The Medical Community know what they are dealing with. They are collaborating, sharing data and supporting each other.
When viruses appeared in the 20th century, scientists would often take many months, sometimes years to identify the outbreak and strain. This allowed the virus to take hold in a population as a mysterious illness, causing panic. In the case of COVID-19, doctors know what they are fighting and countries like the UK are benefiting from a knowledge bank and entering the battle, better prepared.
The World Health Organisation, the CDC and other world organisations are making a real difference by sharing data and insight, helping countries to prepare for worst case scenarios.

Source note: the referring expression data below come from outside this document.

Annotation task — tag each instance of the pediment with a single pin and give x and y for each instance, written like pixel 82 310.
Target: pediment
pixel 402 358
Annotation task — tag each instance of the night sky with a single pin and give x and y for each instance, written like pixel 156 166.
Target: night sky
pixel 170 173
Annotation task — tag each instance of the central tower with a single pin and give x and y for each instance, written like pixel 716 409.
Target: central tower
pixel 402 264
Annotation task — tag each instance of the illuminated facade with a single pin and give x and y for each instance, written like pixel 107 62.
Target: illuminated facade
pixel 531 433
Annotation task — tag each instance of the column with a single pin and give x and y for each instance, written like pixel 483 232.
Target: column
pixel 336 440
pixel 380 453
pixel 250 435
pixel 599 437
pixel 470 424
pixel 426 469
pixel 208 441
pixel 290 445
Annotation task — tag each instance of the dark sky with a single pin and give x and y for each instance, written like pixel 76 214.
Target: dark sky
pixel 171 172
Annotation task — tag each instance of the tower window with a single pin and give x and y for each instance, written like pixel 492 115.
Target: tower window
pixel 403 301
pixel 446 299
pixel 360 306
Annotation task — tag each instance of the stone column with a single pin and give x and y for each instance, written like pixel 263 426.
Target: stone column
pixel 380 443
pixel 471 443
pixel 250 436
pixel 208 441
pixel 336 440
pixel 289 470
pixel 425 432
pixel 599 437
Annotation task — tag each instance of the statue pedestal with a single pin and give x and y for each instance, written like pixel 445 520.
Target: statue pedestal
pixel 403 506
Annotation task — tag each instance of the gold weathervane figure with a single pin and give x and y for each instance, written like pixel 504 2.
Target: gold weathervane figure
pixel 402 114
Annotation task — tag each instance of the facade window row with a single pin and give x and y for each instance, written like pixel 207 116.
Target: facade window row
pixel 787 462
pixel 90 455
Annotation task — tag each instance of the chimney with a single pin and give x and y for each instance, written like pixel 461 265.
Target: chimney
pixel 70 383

The powerful force of modern science is united against COVID-19
Some of the best qualified, more knowledgeable people are working overtime to develop a vaccine to COVID-19 and to discover more effective anti-viral drugs. After just over a month,164 articles could be accessed in PubMed on COVID19 or SARSCov2.
Yesterday Sanofi, the French pharmaceutical company, announced that Kevzara, a drug normally used to treat arthritis, may help the fight against COVID-19. In the US, collaboration between universities is driving new ideas and here in the UK we have state-of-the-art facilities like the Francis Crick institute facilitating research.
Young workers seem to generally suffer mild symptoms and recover quickly
Compared to influenza or other corona viruses, the young adults, the backbone of the economy seem to be coming through quite well. Mortality in under 40 year olds is only 0.4%.
Furthermore, recovery is quite quick with most patients over the worst in 4-5 days and fully recovered in two weeks.
The Government are taking concrete action
Rishni Sunak didn't hold back on his first budget as Chancellor of the Exchequer yesterday. The Chancellor hit the ground running with a £12 billion stimulus this year government investment spending will average 2.9% of real economy. The effect of all this government spending in the real economy is expected to add about 1% per annum to GDP. The government are offering rates relief for small business and grants of up to £3000. It is likely HMRC and other government organisations who provide funding like Innovate UK will support British business by being more flexible over the coming months.
Furthermore, the Bank of England has unleashed a number of policy instruments to ensure monetary stability and slashed interest rates by 0.5% yesterday. In addition they have incentivized the banks to lend money to small business in the real economy.
This virus can be contained.
Both China and now, South Korea have shown that this virus can be defeated. Authoritative leadership is required and people must be willing to make sacrifices, but where quarantine is successful, business normality can return surprisingly quickly. In Wuhan, China where the virus first emerged businesses are now reopening and the government are working hard to ensure people can work.